Is there a resource that indicates which methods are called by IOS? Obviously I can find the answer on individual methods by researching them... I was more interested if there is some kind of tabular reference that summarizes what (and when) methods are called by the OS.

My second question has to do with Delegates. I understand the concept of delegates and delegation. What has been throwing me for a loop is when to use them. Can any of you experienced Objective-C programmers suggest guidelines you use for deciding when to use them?

Thanks for your time.
 

(marc)

macrumors 6502a
Sep 15, 2010
724
2
the woods
[...]
My first question has to do with methods that are called by the OS. When I began learning objective-C (and I still have mountains to learn), one of the things that was confusing me was seeing all of these methods defined in various source files with seemingly no code making calls to these methods. I soon realized that a lot of these methods are called by the IOS OS itself (for example, touch events, init, dealloc, etc.)

Is there a resource that indicates which methods are called by IOS? Obviously I can find the answer on individual methods by researching them... I was more interested if there is some kind of tabular reference that summarizes what (and when) methods are called by the OS.
[...]

I do not understand what you mean.
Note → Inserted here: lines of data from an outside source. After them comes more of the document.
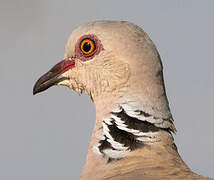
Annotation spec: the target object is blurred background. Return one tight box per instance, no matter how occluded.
[0,0,214,180]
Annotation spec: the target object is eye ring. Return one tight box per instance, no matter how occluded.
[80,38,96,56]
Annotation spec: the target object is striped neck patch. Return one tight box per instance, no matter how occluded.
[94,107,170,160]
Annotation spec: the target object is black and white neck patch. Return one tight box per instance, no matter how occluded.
[94,106,173,159]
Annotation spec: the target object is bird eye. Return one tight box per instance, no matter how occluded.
[80,39,96,56]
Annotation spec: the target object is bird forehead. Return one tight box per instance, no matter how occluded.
[66,21,145,58]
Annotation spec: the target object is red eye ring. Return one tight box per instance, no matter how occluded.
[75,34,104,61]
[80,38,96,56]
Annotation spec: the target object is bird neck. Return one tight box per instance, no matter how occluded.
[82,96,191,179]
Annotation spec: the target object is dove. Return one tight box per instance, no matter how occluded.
[33,21,212,180]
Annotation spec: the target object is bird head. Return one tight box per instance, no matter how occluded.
[33,21,170,117]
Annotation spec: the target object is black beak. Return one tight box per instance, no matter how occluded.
[33,60,75,95]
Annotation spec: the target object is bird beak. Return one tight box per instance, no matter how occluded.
[33,59,75,95]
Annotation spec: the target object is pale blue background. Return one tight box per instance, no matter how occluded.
[0,0,214,180]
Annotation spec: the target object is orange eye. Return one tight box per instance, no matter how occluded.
[80,39,96,55]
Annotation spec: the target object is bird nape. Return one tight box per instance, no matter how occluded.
[33,21,211,180]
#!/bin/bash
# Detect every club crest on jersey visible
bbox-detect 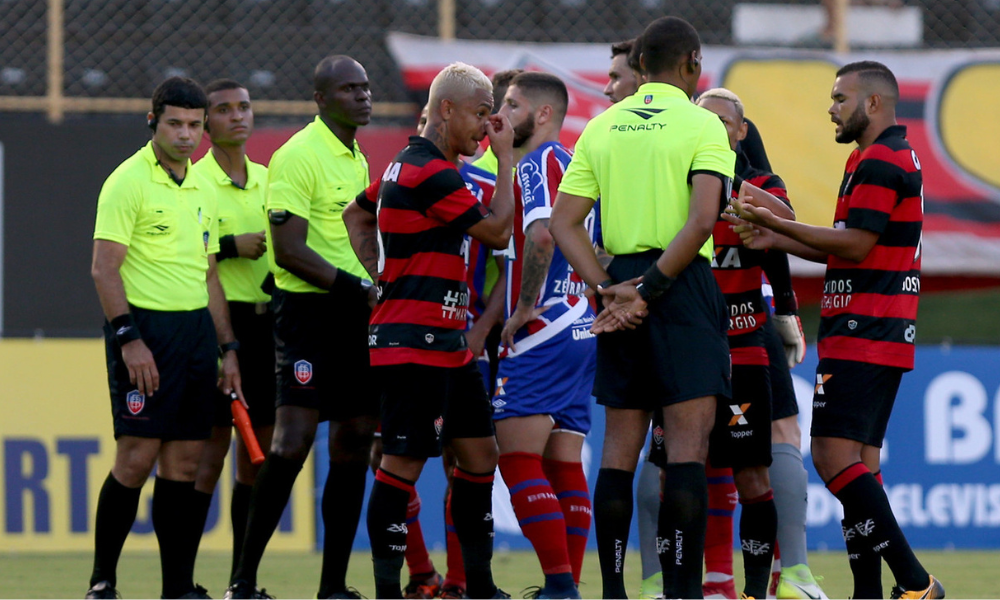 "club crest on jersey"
[295,360,312,385]
[125,390,146,415]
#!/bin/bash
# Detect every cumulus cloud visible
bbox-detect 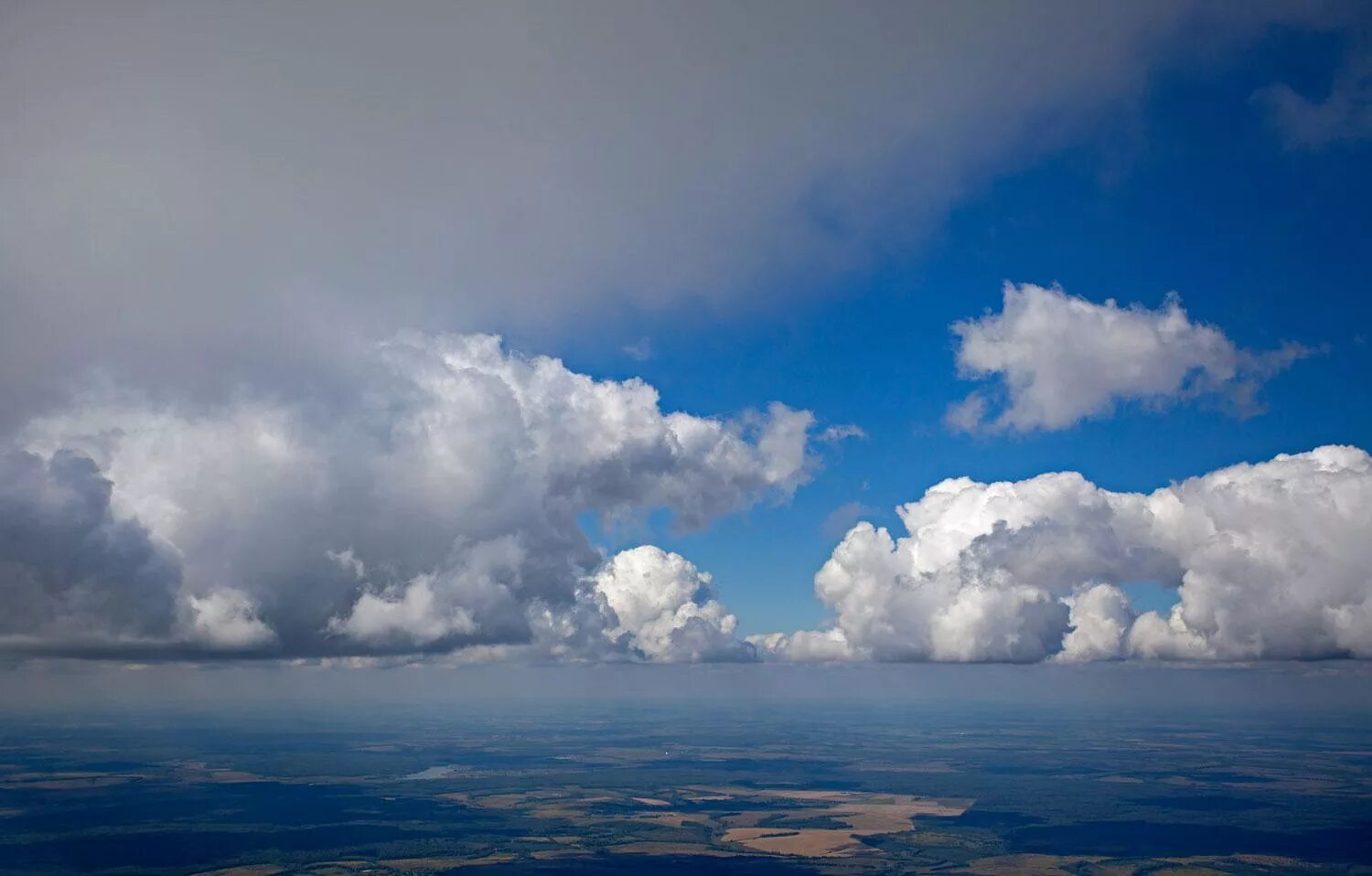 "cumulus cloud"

Cocoa is closed-source so we non-Apple-engineers do not know it's innards. Apple's implementations obviously call methods (better: send messages), but there's no real use of knowing which methods.

[...]
My second question has to do with Delegates. I understand the concept of delegates and delegation. What has been throwing me for a loop is when to use them. Can any of you experienced Objective-C programmers suggest guidelines you use for deciding when to use them?
[...]

Think about a pancake factory. Making a pancake is really complex. So there's lots of code inside your PancakeFactory object. You, as a designer of the pancake factory do not know what people would like to do with your pancakes. So instead of putting the code that deals with the pancakes inside your PancakeFactory object (and rewriting the object whenever the use of pancakes changes), you create a PancakeFactoryDelegate protocol. Whenever your factory creates a pancake, the pancake factory's delegate is informed about it (e.g. - (void)pancakeFactory:(PancakeFactory *)factory didMakePancake:(Pancake *)pancake). The delegate can be mostly anything - a human that eats pancakes, another factory that creates cakes of pancakes, etc. *

I think your best chance of getting a feeling of when to use delegates is just using Objective-C. It's full of delegates!

* explanation is probably full of errors / inconsistencies so handle with care!
 

DaveP

macrumors 6502a
Mar 18, 2005
506
433
Your questions are at a somewhat higher level than just source code can explain. I would recommend a book or something similar to help with some of the more conceptual things. Hillegass's book is always highly recommended, but there are other good ones as well.